This sector contains all our credit jobs. Credit professionals are often referred to as ‘credit risk managers’ ‘credit analysts’ or ‘credit officers’, while some banks simply use a seniority level followed by the key word – e.g ‘vice president, credit’. Whatever the title, over the course of their credit careers they are essentially tasked with reviewing credit applications from the bank’s clients (e.g. corporations wanting to borrow money) or from financial institutions who are the firm’s counterparties.

Credit risk is the risk of loss of principle if a borrower defaults on a loan repayment obligation. It arises whenever an individual or company expects to use future income to pay a current debt.

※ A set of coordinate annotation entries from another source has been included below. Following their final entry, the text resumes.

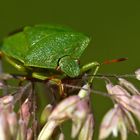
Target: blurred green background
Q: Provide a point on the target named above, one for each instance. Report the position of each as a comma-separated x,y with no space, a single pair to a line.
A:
114,26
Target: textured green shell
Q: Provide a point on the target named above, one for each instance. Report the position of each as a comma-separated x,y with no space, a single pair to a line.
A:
44,45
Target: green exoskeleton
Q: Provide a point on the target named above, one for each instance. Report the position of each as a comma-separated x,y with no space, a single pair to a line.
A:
48,52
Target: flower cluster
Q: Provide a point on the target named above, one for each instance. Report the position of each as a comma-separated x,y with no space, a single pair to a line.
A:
14,126
77,109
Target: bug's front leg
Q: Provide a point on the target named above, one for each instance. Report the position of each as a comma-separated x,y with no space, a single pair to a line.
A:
91,66
51,79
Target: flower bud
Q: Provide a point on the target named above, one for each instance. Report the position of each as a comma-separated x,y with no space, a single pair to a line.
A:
137,73
86,132
84,91
47,130
25,111
119,94
61,136
46,113
129,86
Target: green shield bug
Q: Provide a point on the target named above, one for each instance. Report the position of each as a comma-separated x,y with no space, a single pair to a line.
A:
47,52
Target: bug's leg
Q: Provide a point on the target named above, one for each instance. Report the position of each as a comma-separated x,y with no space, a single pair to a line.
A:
52,79
17,65
90,66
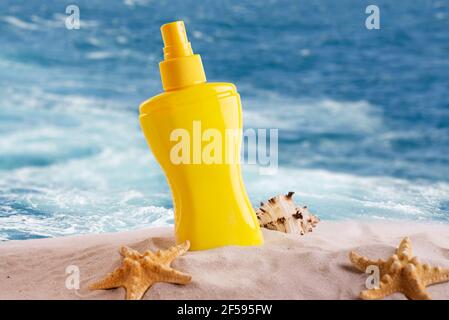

Credit risk analysts and professionals help to mitigate this risk by preparing credit proposals and credit reviews, which provide the business with independent assessments about the financial standing of prospective and existing borrowers.

Credit analysts collaborate with the lending team to ensure that credit proposals or extensions are approved or declined in accordance with both the firm’s internal credit policies and local regulations. Most lenders use their own models (credit scorecards) to rank potential and existing customers according to risk. Factors such as operating experience, management expertise, asset quality, and leverage and liquidity ratios are taken into account.

The aim is to ensure high credit quality through the structuring, sanctioning, monitoring and control of credit applications, as well as ongoing maintenance of credit standards. It is also the job of credit analysts to perform regular reviews of clients whose credit portfolios require close monitoring. This helps to ensure that any deterioration is quickly recognised and that credit risk is mitigated.

Credit professionals, especially senior ones, maintain close working relationships with the business and must understand their portfolio and risk capabilities. They must also stay up to date with financial analysis and the risk profiles of their assigned sectors, borrowers and counterparties throughout their credit careers. Ultimately, they must balance the desire of front-office sales staff to expand the business, with the need to lend prudently and make sound credit decisions.

There are credit risk issues within different types of transactions – including corporate banking, project finance, structured trade and syndications. And it’s not only banks that recruit credit professionals. Private equity firms, for example, use them to manage the credit risk of counterparties and investment-related service providers.

Credit jobs can also be quite specific, such as roles which focus only on counterparty risk and involve due diligence visits to financial institutions to collect credit information. Financial records are analysed on excel spreadsheets so that the bank has a realistic assumption of future operating performance.